Athletische Tänzer, exzellente Musiker
Das „Ballet“ mit seinen überaus athletischen Tänzerinnen und Tänzern bewegt sich zu westlicher Pop-Musik, die Band besteht aus exzellenten Musikern. Eine Konzession an den Publikumsgeschmack? „Ach was“, sagt eine atemlose, durchgeschwitzte Barbara, die mit vollem Namen Barbara Lisandra Patterson Sanchez heißt, „das ist doch die Musik, die wir selber gerne hören!“ Barbara, 26 Jahre jung, war schon zwei Mal mit dem „Ballet Revolucion“ auf Welttournee. Barbara ist eine der elegantesten, sichersten Tänzerinnen des Ensembles – ein durchaus verlockendes Angebot des National Ballet in London aber hat sie abgelehnt. Denn von den Einnahmen beim „Ballet Revolucion“, dessen Tänzerinnen und Tänzer nach amerikanischen Maßstäben (und in ausländischer Währung) bezahlt werden, hat sich Barbara eine Eigentumswohnung gekauft, gleich hinter dem „Melia Cohiba“, einem der beiden Fünf-Sterne-Hotels in Havanna.
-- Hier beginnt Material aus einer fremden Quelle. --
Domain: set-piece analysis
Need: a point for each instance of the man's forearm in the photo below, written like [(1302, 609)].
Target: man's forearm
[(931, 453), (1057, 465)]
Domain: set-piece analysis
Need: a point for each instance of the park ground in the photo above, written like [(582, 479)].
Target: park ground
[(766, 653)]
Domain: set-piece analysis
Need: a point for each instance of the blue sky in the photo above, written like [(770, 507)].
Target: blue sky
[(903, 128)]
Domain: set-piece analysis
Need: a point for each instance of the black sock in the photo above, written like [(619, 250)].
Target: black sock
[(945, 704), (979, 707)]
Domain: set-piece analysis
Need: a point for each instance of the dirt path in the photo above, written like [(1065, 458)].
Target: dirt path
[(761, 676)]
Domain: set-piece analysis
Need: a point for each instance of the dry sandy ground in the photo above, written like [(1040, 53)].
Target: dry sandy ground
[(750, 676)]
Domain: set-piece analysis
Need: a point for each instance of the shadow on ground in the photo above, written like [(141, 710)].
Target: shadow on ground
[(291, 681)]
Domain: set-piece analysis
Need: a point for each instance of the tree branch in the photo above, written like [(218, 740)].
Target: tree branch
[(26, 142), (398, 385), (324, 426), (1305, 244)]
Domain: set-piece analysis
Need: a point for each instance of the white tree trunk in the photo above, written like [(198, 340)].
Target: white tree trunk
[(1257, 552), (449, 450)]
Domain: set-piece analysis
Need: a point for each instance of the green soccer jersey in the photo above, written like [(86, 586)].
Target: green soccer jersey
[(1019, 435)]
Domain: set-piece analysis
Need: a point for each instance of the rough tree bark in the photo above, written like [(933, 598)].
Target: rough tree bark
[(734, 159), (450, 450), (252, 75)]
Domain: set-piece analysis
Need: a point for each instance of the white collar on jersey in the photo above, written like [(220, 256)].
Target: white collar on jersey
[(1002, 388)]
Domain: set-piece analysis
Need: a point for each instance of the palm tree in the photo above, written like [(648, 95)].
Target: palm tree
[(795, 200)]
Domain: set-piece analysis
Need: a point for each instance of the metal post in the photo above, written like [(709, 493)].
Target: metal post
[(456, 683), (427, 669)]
Doch der sechsstöckige Wohnblock, in dem sie jetzt zu Hause ist, wirkt, als hätte man ihn aus einem Armenviertel einer osteuropäischen Großstadt hierher verpflanzt. Das Treppenhaus wirkt wenig vertrauenswürdig, der Geruch ist stechend – aber innen ist die Wohnung von schlichter, wohnlicher Eleganz. Topmoderne Möbel, blitzblanker Boden. Barbara und ihr Freund Alexander Vinicio Melo Alvear, der als Hip-Hop-Tänzer aus Ecuador zu der „Ballet Revolucion“-Truppe stieß, haben sogar einen Fernseher: „Ja“, lächelt sie mit einem Anflug von Verlegenheit, „den haben wir im Schlafzimmer – als uns vor einigen Monaten der Hurrikan ,Irma’ drohte, haben wir ihn zur Sicherheit da hingeschafft. Und seitdem steht er da...“
Tourismus als Stütze des Wirtschaftssystems
Der Hurrikan vor einigen Monaten hat ein halbes Baseball-Stadion hinweggefegt und lässt mit seinen horrenden Schäden selbst den sechsspurigen einstigen Prachtboulevard Malecon nur noch armselig wirken. Als Barack Obama die Kuba-Sanktionen der USA gelockert hatte, war Optimismus aufgekommen auf der Insel, die nach wie vor außer Rum und Tabak wenig Exportartikel hat: Der Tourismus und die Dollars der Exil-Kubaner sind längst die größte Stütze des Wirtschaftssystems. Daran ändert auch ein weltweit gefragter Exportartikel namens „Ballet Revolucion“ nichts.